Label Over Logic? How Source Cues Bias Human Fallacy Judgments More Than LLMs

arXiv – CS AI|Mahjabin Nahar, Nafis Irtiza Tripto, Aiping Xiong, Ting-Hao `Kenneth' Huang, Dongwon Lee|
🤖AI Summary

A research study comparing human and LLM reasoning capabilities found that humans are significantly more biased by source labels when evaluating logical fallacies, while LLMs maintain more consistent performance regardless of whether content is attributed to humans or AI. This finding suggests LLMs could enhance human decision-making in AI-mediated environments by providing source-agnostic analysis.

Analysis

This arXiv research examines a critical vulnerability in human cognition as AI-generated content becomes ubiquitous online. The study demonstrates that humans systematically downgrade their critical evaluation when content appears human-authored, even when the underlying logic contains clear fallacies. Participants assigned higher trust ratings to human-attributed statements compared to AI-attributed ones, despite identical logical quality—a pattern that persists even when humans receive disclosure about AI assistance.

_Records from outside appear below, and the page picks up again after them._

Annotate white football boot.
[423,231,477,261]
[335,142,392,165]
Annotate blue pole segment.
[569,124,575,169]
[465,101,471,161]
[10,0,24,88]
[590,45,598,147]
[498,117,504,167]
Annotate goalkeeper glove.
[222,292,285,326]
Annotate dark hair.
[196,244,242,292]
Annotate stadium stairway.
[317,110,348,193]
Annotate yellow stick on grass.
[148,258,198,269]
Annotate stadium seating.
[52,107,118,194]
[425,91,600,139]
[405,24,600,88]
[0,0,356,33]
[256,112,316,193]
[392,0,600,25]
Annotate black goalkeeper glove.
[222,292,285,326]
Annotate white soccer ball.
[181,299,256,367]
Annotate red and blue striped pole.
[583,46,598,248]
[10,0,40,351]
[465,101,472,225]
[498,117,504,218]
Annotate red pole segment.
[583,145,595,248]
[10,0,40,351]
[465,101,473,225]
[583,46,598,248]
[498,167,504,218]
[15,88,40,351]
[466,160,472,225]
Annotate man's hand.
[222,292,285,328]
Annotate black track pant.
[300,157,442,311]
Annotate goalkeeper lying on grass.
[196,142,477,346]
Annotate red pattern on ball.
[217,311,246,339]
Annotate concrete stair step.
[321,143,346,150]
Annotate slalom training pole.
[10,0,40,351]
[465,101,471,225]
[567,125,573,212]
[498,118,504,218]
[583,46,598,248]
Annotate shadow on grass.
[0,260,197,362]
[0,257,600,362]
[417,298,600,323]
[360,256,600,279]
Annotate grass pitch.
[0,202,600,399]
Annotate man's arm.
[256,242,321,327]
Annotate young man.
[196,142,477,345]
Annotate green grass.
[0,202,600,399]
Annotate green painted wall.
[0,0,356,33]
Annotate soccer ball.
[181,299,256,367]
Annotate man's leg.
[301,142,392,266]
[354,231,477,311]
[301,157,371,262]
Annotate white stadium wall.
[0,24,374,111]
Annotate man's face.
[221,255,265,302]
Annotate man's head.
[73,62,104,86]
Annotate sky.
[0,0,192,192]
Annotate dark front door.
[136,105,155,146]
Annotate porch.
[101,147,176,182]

The research addresses a growing concern in digital information ecosystems. As AI tools proliferate, source attribution increasingly influences perception more than actual content quality. This bias has immediate consequences for content moderation platforms, which rely on human judgment to flag misinformation and logical fallacies. If humans systematically trust human-generated content more credibly, they may inadvertently allow fallacious reasoning to spread while over-scrutinizing AI outputs.

LLMs in this study demonstrated remarkable source-agnosticism, maintaining stable performance across all disclosure conditions. This capability positions AI systems as potential correctives for human bias in reasoning evaluation. The implications extend beyond academic research into practical applications: human-AI teams evaluating claims or arguments could leverage AI's source-blind assessment to counter cognitive biases. The study suggests LLMs are less vulnerable to the heuristics that compromise human judgment.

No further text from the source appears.